Max & Mars’ Bimonthly “Space: The Drag Show” Concludes After Two Solar Cycles

The drag duo blended astrology, astronomy and community on their glittery Milky Way tour.

Aqua Flora shreds as a rock god version of Jupiter in "Space: The Drag Show." (Tenderheart Photography, courtesy of Max & Mars Presents))

In space, no one can hear you slay.

But Portland drag artists paid tribute to the heavenly bodies anyway in Space: The Drag Show, a bimonthly drag revue by producers and performers Max & Mars. Space began as guerrilla theater in 2022, when Max Little and mononymous Mars set up a background on an Irving Park soccer goal. Their orbital trajectory shifted to the Clinton Street Theater, where Space will conclude its run on Saturday, Aug. 10, with a reverse-order tour of the Milky Way. When Little and Mars first started booking Space in 2022, they had their performers on the calendar all the way out to now. The producers say their future-forward thinking came as a shock to prospective cast members.

“That’s one of their favorite stories to tell about this show, ‘LOL, two years ago Max & Mars were like, ‘What are you doing in two years?’ when most drag performers don’t know what they’re doing this weekend,” Little says. “I feel like that’s going down in the lore of the local drag scene.”

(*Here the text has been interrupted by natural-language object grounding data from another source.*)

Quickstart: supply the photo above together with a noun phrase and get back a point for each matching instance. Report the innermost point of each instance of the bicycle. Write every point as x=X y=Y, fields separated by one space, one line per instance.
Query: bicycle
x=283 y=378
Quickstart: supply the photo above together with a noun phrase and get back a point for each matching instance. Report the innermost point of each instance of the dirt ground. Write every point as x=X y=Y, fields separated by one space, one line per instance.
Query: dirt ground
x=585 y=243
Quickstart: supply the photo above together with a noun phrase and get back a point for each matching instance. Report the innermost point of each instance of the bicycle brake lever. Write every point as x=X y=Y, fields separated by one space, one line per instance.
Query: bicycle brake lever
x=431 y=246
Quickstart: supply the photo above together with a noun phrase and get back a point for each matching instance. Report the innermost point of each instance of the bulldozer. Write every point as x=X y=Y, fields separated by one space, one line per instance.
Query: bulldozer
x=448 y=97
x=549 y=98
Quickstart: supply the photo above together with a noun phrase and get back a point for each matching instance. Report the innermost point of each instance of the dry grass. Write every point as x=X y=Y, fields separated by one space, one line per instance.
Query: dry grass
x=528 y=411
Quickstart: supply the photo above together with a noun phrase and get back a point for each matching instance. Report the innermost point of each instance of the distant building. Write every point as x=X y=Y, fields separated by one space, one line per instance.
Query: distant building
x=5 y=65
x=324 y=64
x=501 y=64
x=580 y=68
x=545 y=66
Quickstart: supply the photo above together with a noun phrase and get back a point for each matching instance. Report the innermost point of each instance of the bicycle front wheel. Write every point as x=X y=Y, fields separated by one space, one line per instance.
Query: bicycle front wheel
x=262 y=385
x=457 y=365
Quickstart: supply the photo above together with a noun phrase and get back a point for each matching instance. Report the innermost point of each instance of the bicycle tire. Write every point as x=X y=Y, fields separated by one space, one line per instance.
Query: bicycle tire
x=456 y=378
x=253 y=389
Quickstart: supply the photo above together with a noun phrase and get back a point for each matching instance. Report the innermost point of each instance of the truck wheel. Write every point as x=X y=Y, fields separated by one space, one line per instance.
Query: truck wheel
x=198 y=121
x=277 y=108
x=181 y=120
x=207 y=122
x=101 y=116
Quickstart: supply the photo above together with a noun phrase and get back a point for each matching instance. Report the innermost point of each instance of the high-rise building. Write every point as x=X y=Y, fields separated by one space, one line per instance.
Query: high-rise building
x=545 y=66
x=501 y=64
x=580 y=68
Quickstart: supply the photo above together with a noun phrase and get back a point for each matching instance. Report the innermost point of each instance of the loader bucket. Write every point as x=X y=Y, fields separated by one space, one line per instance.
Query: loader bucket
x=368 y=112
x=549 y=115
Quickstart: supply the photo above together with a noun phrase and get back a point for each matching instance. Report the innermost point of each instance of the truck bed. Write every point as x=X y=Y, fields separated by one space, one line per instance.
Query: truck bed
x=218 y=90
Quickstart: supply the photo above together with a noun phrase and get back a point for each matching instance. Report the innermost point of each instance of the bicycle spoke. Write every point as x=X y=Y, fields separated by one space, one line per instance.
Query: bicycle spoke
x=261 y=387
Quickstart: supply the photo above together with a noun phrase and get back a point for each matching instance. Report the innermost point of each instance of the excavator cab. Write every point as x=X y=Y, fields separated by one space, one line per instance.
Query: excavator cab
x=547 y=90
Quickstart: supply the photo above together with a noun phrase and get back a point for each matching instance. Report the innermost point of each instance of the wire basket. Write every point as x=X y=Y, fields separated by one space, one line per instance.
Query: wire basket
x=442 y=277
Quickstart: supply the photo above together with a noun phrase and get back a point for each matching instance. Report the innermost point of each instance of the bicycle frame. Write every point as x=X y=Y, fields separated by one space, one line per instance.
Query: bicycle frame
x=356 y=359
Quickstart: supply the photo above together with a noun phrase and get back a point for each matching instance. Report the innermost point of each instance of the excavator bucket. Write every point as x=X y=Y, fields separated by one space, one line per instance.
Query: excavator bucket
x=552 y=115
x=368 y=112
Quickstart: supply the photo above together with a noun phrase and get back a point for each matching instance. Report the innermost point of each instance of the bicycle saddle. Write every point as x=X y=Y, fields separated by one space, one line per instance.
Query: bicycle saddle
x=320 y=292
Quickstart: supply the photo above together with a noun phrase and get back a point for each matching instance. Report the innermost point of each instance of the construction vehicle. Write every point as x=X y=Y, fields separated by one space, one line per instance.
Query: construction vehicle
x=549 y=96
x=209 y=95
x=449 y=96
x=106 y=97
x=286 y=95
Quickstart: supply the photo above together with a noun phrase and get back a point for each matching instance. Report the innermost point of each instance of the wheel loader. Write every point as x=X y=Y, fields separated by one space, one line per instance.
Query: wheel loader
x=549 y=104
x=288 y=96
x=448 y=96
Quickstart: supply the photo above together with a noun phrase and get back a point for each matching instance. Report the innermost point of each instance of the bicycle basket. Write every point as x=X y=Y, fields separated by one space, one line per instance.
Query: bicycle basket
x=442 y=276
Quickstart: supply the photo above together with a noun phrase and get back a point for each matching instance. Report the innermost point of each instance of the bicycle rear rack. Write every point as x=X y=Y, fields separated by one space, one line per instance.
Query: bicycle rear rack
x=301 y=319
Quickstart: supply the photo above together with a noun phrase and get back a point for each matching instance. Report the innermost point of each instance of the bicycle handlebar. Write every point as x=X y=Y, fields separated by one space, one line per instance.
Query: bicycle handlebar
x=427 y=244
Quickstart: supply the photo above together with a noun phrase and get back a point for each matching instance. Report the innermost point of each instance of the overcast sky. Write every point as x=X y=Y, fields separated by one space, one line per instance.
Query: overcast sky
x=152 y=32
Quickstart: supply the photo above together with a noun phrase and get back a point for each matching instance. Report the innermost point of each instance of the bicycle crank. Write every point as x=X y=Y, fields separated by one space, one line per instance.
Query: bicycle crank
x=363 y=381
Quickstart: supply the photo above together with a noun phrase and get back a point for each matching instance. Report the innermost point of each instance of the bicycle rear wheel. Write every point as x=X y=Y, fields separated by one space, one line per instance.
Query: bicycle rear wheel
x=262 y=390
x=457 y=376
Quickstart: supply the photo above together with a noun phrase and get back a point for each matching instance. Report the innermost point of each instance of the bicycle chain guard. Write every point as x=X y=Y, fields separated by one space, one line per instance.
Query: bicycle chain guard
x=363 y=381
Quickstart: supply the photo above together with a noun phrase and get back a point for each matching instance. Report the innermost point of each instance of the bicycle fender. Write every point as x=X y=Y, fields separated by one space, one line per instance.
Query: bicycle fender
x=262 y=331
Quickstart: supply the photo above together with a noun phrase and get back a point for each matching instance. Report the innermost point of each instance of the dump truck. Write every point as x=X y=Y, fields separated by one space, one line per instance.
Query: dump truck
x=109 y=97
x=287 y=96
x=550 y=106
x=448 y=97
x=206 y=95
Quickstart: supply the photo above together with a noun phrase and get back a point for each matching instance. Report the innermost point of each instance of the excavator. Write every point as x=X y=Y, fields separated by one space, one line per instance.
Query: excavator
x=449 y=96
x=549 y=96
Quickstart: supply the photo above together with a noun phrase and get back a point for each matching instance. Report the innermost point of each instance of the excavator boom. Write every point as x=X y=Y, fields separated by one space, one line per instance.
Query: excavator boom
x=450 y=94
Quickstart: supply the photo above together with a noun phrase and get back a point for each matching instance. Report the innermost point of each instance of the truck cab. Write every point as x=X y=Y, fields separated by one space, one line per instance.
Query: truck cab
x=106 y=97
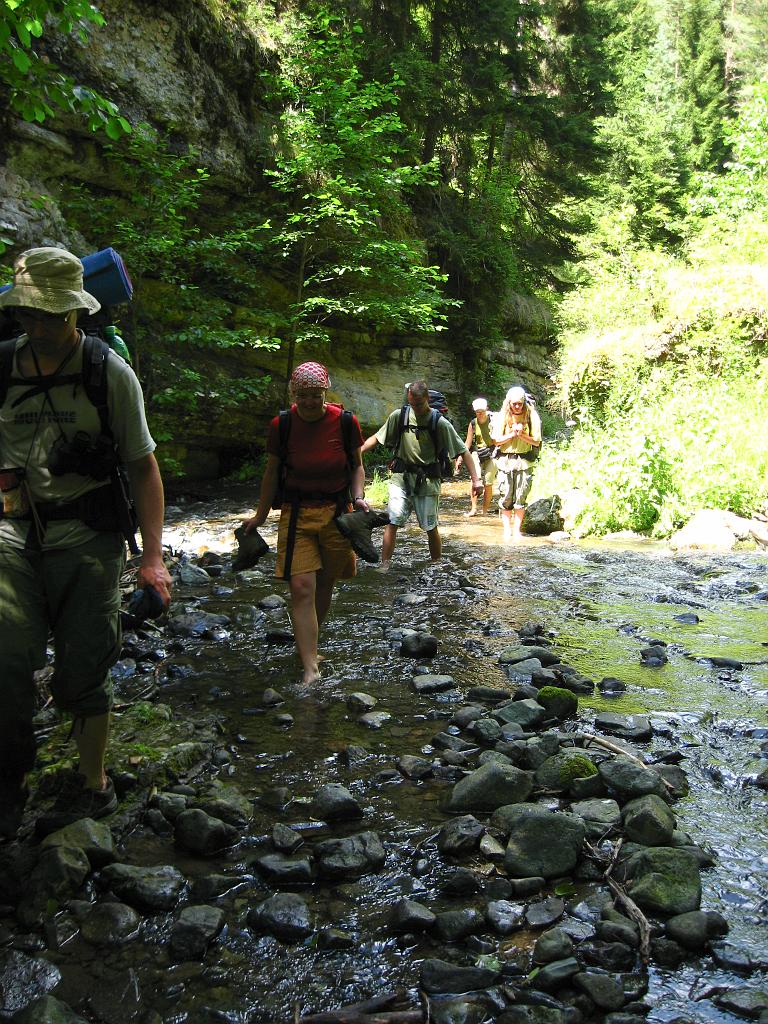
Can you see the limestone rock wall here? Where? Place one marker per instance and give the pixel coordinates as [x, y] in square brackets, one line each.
[198, 77]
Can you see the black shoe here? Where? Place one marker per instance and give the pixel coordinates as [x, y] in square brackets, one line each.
[357, 526]
[13, 794]
[250, 548]
[76, 801]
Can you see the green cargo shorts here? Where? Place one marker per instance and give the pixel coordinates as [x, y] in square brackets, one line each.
[74, 594]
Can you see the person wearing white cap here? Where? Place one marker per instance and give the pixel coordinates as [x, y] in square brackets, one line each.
[517, 432]
[480, 445]
[61, 539]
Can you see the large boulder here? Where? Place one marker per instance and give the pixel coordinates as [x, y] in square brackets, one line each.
[543, 517]
[492, 785]
[546, 844]
[665, 881]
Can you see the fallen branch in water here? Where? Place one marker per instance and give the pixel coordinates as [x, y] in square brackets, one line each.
[375, 1011]
[633, 910]
[615, 749]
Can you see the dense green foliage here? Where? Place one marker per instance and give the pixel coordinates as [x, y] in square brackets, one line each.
[37, 88]
[446, 166]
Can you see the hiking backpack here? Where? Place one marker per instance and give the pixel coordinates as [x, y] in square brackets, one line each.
[346, 421]
[92, 376]
[442, 459]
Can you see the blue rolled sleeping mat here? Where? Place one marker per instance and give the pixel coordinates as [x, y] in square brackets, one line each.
[105, 276]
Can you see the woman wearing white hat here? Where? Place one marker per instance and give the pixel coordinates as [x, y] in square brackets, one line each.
[517, 432]
[480, 444]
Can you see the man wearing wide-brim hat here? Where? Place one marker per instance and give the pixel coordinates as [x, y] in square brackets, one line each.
[61, 552]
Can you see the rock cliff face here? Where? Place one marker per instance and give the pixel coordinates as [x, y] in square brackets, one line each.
[198, 77]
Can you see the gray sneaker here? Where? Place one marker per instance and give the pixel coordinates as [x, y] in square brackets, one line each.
[251, 547]
[357, 526]
[76, 801]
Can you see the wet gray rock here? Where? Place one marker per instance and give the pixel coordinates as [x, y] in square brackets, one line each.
[604, 989]
[334, 802]
[350, 857]
[527, 714]
[195, 930]
[532, 1014]
[557, 772]
[460, 837]
[743, 1000]
[48, 1010]
[485, 731]
[150, 889]
[196, 624]
[653, 656]
[608, 955]
[733, 957]
[360, 701]
[545, 912]
[438, 976]
[23, 980]
[487, 694]
[504, 916]
[648, 820]
[553, 977]
[455, 925]
[419, 645]
[429, 683]
[489, 786]
[665, 881]
[694, 930]
[285, 870]
[604, 813]
[522, 652]
[409, 915]
[285, 839]
[633, 727]
[202, 834]
[285, 915]
[414, 767]
[374, 719]
[610, 685]
[548, 844]
[93, 838]
[170, 805]
[110, 925]
[226, 803]
[270, 697]
[552, 945]
[543, 517]
[626, 779]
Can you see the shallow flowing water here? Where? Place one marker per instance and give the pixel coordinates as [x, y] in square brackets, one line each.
[601, 604]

Space is what would happen if Stephen Hawking teamed up with the glitteriest tarot girlies he could find to celebrate the universe’s majesty. Little brings the show’s astrological knowledge, inspired by his own Saturn return, while Mars is the production’s Carl Sagan. She repeats Space’s tagline with a slight vocal fry: “The magic of astrology, the science of astronomy, and the alchemy of drag.”

Space is equal parts magic, knowledge and community as drag artists show off their wildly unique take on the cosmos. Performers could lean into mythological interpretations of the planets, or use fabric innovatively to represent a planet’s terrain—the sun, the asteroid belt and Earth’s moon were added to fill out the solar calendar’s 12 shows. They might even just find a star-themed song and lean into the lyrics, like David Bowie’s “Space Oddity” or Bonnie Tyler’s “Total Eclipse of the Heart.” Pop culture spawned a few unexpectedly astral moments since Space began—the billionaire space race, the solar eclipse’s path of totality crossing the United States again, and the solar storm that shone the northern lights over Portland, to name a few—but Little and Mars’ performers had no shortage of inspiration among them.

Little and Mars highlight standout moments from Space’s two-year run: Loretta Lordchild’s lunar costume, which used bed sheets and trash bags to build a tardigrade body; Xavier Knight’s stellar take on Saturn, which was their second-ever drag performance; and Aqua Flora, who won a Space performance slot as the winner of the Most drag pageant. Flora—a member of the ballroom House of Flora, and the Eugene-based House of Blunt drag family—performed on their own merit in the asteroid belt show, but dazzled as a rock god vision of Jupiter, shredding on a custom lighting-bolt guitar to Earth, Wind & Fire in a self-illuminating cloud wig.

“We’ve really tried not to just book a small range of alt, eastside drag folks, but really reaching across different parts of the drag scene, which is so diverse and has all these little pockets that are all doing different things,” Little says. “We’ve tried to weave together the local solar system, if you will.”